🕊️ EasterDate: A Narrative of Lineage, Intent, and Mechanism
Easter is the oldest movable feast in the Christian calendar, and for more than a thousand years its date was a matter of astronomy, theology, and authority. The Church needed a method that was reproducible across generations, portable across regions, and faithful to doctrine. The result was computus: a long evolution of tables, cycles, and arithmetic rules that gradually converged into a stable algorithm. Gauss’s formulation is one of the clearest expressions of that lineage—an elegant compression of centuries of reasoning into a finite sequence of steps. This program stands inside that tradition. It takes the same intent that guided computus—determine the date of Easter for a given year—and expresses it in the language of a modern deterministic machine. The algorithm becomes a sequence of state transitions. The stack becomes the ledger of those transitions. The calling convention becomes the contract that ensures the mechanism behaves the same way every time it runs. The program is written in x86-64 assembly for Windows, following the Microsoft ABI. It treats the CPU as a state machine whose configurations are encoded in registers and stack frames. Each function boundary is a transition. Each stack frame is a snapshot of meaning. The computation of Easter becomes a choreography of arithmetic, memory, and control flow—an echo of the computists who once encoded the same logic in tables and cycles. The final output is a sentence such as:
Easter 1964 is Sunday March 29
This is more than a formatted string. It is the human-readable surface of a deeper structure: the traversal of a state machine whose transitions reflect both the historical logic of computus and the architectural logic of the x86‑64 stack. The program is a small but complete demonstration of how intent becomes mechanism, and how mechanism preserves intent.
With the lineage established, the program’s structure can now be described in precise architectural terms. What follows is the mechanical blueprint: the functions, the stack frames, the calling conventions, and the state transitions that turn the historical logic of computus into a deterministic assembly program.
🧭 Architectural Overview The program consists of three cooperating components:
• main Establishes the initial stack frame, calls the computation function, constructs the output string, and performs console I/O.
• EasterDate(year) Implements Gauss’s algorithm. Receives the year in and returns: • eax = day • ecx = month (3 = March, 4 = April) • edx = weekday (0 = Sunday … 6 = Saturday)

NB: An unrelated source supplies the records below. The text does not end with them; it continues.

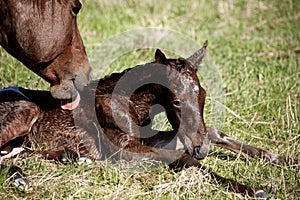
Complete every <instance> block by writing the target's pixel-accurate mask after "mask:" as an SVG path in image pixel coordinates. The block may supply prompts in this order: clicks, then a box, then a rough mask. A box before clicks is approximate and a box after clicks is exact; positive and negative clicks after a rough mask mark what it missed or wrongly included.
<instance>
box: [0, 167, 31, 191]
mask: <svg viewBox="0 0 300 200" xmlns="http://www.w3.org/2000/svg"><path fill="white" fill-rule="evenodd" d="M6 168H8V173H7V174H8V176H9V177H8V180H10V181H12V182H13V184H14V185H15V186H16V187H17V188H18V189H20V190H23V191H26V190H28V188H29V182H28V180H27V177H26V176H25V175H24V174H23V172H22V169H21V168H20V167H17V166H14V165H12V166H10V167H7V166H5V165H0V172H1V171H2V170H4V169H6Z"/></svg>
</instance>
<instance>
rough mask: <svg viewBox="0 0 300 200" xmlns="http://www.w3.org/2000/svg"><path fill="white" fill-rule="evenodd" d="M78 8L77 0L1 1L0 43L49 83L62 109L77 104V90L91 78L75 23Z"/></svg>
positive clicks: (88, 67) (88, 64) (16, 57)
mask: <svg viewBox="0 0 300 200" xmlns="http://www.w3.org/2000/svg"><path fill="white" fill-rule="evenodd" d="M80 8H81V3H80V1H79V0H40V1H24V0H22V1H19V0H0V45H1V46H2V47H3V48H4V49H5V50H6V51H7V52H8V53H10V54H11V55H12V56H14V57H15V58H16V59H18V60H19V61H21V62H22V63H23V64H24V65H25V66H26V67H28V68H29V69H30V70H32V71H33V72H35V73H36V74H38V75H39V76H41V77H42V78H44V79H45V80H46V81H47V82H49V83H50V85H51V87H50V92H51V95H52V96H53V97H54V98H56V99H61V100H64V101H61V102H62V107H63V108H65V109H72V106H73V107H75V106H76V104H74V102H77V103H78V102H79V101H78V100H79V95H78V94H79V93H78V92H77V89H78V90H82V89H83V87H84V86H85V85H87V84H88V82H89V81H90V71H91V68H90V64H89V61H88V58H87V55H86V52H85V48H84V46H83V43H82V39H81V36H80V34H79V30H78V27H77V23H76V15H77V14H78V12H79V10H80ZM75 97H77V98H75ZM71 99H76V100H77V101H74V102H73V104H72V103H71V101H70V100H71ZM65 100H67V101H65Z"/></svg>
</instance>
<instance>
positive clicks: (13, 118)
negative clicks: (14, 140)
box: [0, 100, 40, 148]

• WriteConsoleA Outputs the formatted string. Called according to the Windows x64 ABI with shadow space and alignment rules respected. The stack is the central organizing structure. Each function call represents a state transition, and each stack frame encodes the state at that moment.
🧩 State Machine Model
State 1 — Program Entry CRT calls main. rsp % 16 = 8, return address on stack.
State 2 — Main Frame Established main reserves: • 32 bytes shadow space • 16 bytes alignment padding • 128‑byte output buffer • optional locals
State 3 — Call to EasterDate rcx = year, shadow space active, aligned.
State 4 — Inside EasterDate Optional frame pointer. Gauss intermediates computed. Outputs placed in eax,ecx,edx.
State 5 — Main Receives Result Registers contain the Easter date. Main’s frame unchanged.
State 6 — String Construction Buffer pointer walks through the 128‑byte region. Appends literal fragments, ASCII‑converted year/day, and table‑looked‑up month/weekday names.
State 7 — Call to WriteConsoleA Arguments placed in registers. Shadow space reused.
State 8 — Return from WriteConsoleA Output complete.
State 9 — Call to ExitProcess Terminal state.
🧩 Data Flow
- Input year loaded into rcx.
- EasterDate computes: • day → eax • month → ecx • weekday → edx
- main constructs the output string in a stack-allocated buffer.
- WriteConsoleA prints the buffer.
- ExitProcess terminates the program.
🧩 Stack Layout Summary main frame (example) rsp+00 buffer[0] (128 bytes) rsp+80 buffer end rsp+20 shadow arg1 rsp+28 shadow arg2 rsp+30 shadow arg3 rsp+38 shadow arg4
EasterDate frame (example) rbp+20 shadow arg1 (home for rcx) rbp+00 saved rbp rbp-08 local a rbp-10 local b ... rbp-40 local h
🧩 Calling Convention Contract • First four arguments in rcx,rdx,r8 ,r9 . • Caller allocates 32 bytes of shadow space before each call. • rsp must be 16-byte aligned at each call. • Callee returns values in rax,rcx,rdx as defined. • Nonvolatile registers preserved by callee if used.
🧩 String Construction Strategy • Use a stack-allocated buffer as the output workspace. • Maintain a write pointer in a register. • Append literal fragments directly. • Convert integers via divide‑by‑10 loops. • Lookup month and weekday names from static tables. • Null-terminate the final string.
🧩 Design Philosophy The program is structured as a stack‑driven state machine. Each function boundary is a state transition, and each stack frame is a complete snapshot of the machine’s configuration. This approach mirrors early computational thinking and provides a disciplined foundation for larger assembly projects.